The data regarding adherence problems to HAART medication and alcohol and recreational drugs are not always consistent. For example, Saunders et al (2001) studied 78 subjects with varying use of alcohol and recreational drugs (heavy users, moderate users, non-users). In this small sample they found no relationship between alcohol and recreational drug use and adherence problems. The heavy users had reported few problems with adherence but this may have been due to motivation to exaggerate actual compliance.
There have been studies that suggest that HIV-positive drug users who continue to inject heroin may develop AIDS faster than those who use other drugs or give up drugs (Ronald et al, 1994)). However, a pre-HAART review of the literature, conducted in 1994, concluded that "there appears to be little convincing evidence that active drug injection is detrimental to the outcome of HIV infection" (Phillips et al. 1994). However, injecting drug use has been associated with the more rapid evolution of drug resistance, suggesting that active injecting may have implications for the long-term effectiveness of HAART (Carneiro 1999).
References
Carneiro M et al. The effect of drug-injection behaviour on genetic evolution of HIV-1. Journal of Infectious Diseases 180(4): 1025-1032, 1999.

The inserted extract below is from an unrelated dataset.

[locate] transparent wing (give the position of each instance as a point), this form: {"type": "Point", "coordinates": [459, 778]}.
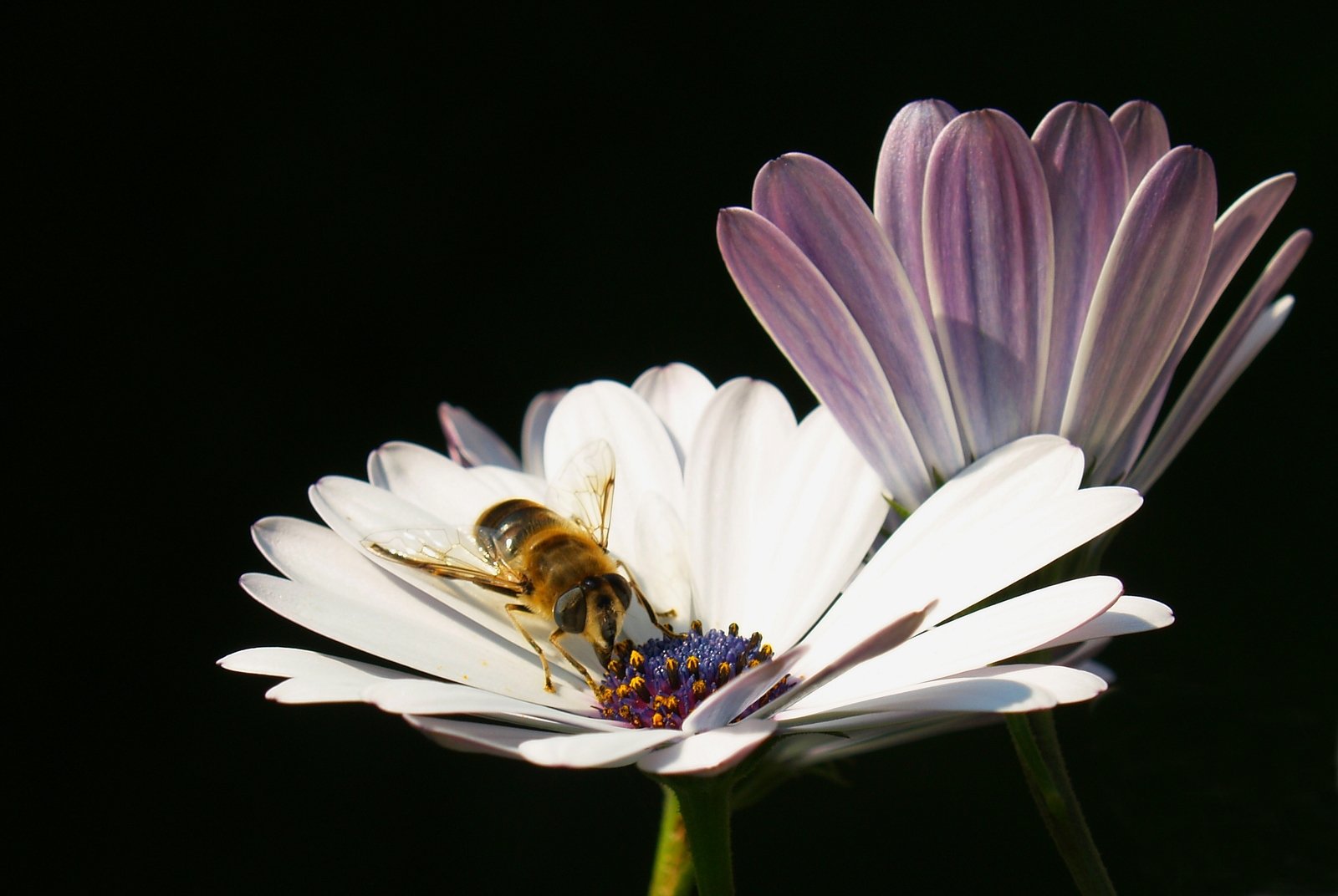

Halkitis P.N., Kutnick A.H., Borkowski T., Parsons J.T. Adherence to HIV medications and club drug use among gay and bisexual men. 2002 XIV International AIDS Conference 2002.
Lucas G.M., Cheever L.W., Chaisson R.E., Moore R.D. Detrimental effects of continued illicit drug use on the treatment of HIV-1 infection. JAIDS 27: 251-259, 2001.
Palepu A et al. Impaired virologic response to highly active antiretroviral therapy associated with ongoing injection drug use. JAIDS 32: 522 - 526, 2003.
Phillips AN et al. Active drug injecting and progression of HIV infection. AIDS 8(3): 385-386, 1994.
Ronald PJM et al. Continued drug use and other cofactors for progression to AIDS among injecting drug users. AIDS 8: 339-343, 1994.